Qari Asim, 44, was removed from his role as an Islamophobia consultant after protests against the film The Lady of Heaven.
Supporting the campaign "to limit free expression" precluded him from continuing, the government said.
Mr Asim said he did not attend or organise any of the protests.
In his response to the decision, published on Twitter, he said the government's contention he had acted to undermine democratic values was "inaccurate".
Mr Asim, who was appointed MBE in 2012 for building "community harmony" in Leeds, added he was concerned the film "risked fuelling extremism and tension in communities that would undermine cohesion in British society".
On Wednesday, cinema chain Cineworld cancelled all UK screenings of the film after protests outside a number of cinemas.
Mr Asim, imam of the Makkah Masjid mosque in Leeds, was told his appointment as deputy chair of the government's Anti-Muslim Hatred Working Group had to end in a letter from the Department of Levelling Up, Housing & Communities.
It said: "Your recent support for a campaign to limit free expression - a campaign which has itself encouraged communal tensions - means it is no longer appropriate for you to continue your work with government in roles designed to promote community harmony."
The solicitor was told his actions were "a clear effort to restrict artistic expression" and that the campaign had "led to street protests which have fomented religious hatred".
The government said that on Monday Mr Asim had posted on Facebook: "We have been working with many brothers and Imams across the country to liaise with the cinemas….Some Imams have taken a view to protest and others are in dialogue with the cinemas trying to resolve the situation."

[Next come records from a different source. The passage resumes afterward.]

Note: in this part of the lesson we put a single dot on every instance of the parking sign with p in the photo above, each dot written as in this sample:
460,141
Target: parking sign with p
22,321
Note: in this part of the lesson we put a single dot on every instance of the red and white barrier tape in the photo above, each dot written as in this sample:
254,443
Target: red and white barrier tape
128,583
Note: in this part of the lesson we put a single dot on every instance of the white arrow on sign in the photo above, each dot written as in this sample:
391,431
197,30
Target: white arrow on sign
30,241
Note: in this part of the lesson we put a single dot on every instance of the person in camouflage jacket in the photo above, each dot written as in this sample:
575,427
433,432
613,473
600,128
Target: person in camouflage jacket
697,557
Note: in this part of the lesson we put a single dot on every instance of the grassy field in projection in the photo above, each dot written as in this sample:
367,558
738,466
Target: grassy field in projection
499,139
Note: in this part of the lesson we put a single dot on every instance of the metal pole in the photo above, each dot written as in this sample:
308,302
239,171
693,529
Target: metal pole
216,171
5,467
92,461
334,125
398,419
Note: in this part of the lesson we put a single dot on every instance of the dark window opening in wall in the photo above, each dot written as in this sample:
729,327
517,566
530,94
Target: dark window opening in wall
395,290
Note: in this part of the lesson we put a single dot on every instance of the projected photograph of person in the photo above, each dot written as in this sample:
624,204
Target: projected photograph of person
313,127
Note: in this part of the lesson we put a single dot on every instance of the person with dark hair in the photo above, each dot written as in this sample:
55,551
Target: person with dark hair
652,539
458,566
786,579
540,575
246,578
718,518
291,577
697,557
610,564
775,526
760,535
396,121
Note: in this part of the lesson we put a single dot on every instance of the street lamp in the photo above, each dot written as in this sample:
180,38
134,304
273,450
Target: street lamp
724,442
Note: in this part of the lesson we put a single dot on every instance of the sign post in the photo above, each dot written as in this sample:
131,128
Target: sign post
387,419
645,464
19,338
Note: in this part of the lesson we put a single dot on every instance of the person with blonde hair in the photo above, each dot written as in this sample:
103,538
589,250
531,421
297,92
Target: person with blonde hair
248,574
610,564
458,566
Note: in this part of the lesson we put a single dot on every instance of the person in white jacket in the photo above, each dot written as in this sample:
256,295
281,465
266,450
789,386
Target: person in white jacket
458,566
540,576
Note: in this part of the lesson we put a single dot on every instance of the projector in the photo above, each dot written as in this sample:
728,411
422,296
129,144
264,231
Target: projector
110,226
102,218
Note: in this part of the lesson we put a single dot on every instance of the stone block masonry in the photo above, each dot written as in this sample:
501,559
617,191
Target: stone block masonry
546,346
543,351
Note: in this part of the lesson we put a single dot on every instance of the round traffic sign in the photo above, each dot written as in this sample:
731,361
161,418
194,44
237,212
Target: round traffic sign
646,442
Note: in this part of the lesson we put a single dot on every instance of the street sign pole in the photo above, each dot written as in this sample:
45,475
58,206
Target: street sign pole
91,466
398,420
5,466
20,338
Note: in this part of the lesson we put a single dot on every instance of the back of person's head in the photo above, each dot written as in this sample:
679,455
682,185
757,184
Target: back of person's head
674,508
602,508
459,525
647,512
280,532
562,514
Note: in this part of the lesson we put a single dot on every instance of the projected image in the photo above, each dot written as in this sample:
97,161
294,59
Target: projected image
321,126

The letter continued: "Resolving the situation, as you made clear, meant cancelling screenings. You wrote that "in some places we have been successful and those cinemas will no longer be showing the movie".
Mr Asim was said to have advertised a protest in Leeds, with details of its timing and location.
"This clear involvement in a campaign to limit free expression is incompatible with the role of a government adviser," it said.
"You will have no doubt seen reports of the scenes outside different cinema venues. These included deeply disturbing videos of sectarian chanting and anti-Shia hatred.
"As you know, anti-Shia hatred is a long-standing and very serious issue, which must be challenged at every opportunity as part of a wider effort to combat anti-Muslim hatred.
"We were disappointed to see that you failed to condemn some of the protests complicit in these behaviours."
In his response, Mr Asim said he remains "fully supportive of open public dialogue and scholarly debate around historical narratives between Sunni and Shia perspective that does not fuel hatred or division in communities...
"The government's letter did not take into account my continued support for responsible free speech around controversial issues."
He said he "did unequivocally condemn anti-Shia hatred" heard at the Leeds protests to his congregation.
Mr Asim said the government had not contacted him before making its decision and there had been "no opportunity to clarify any misunderstandings".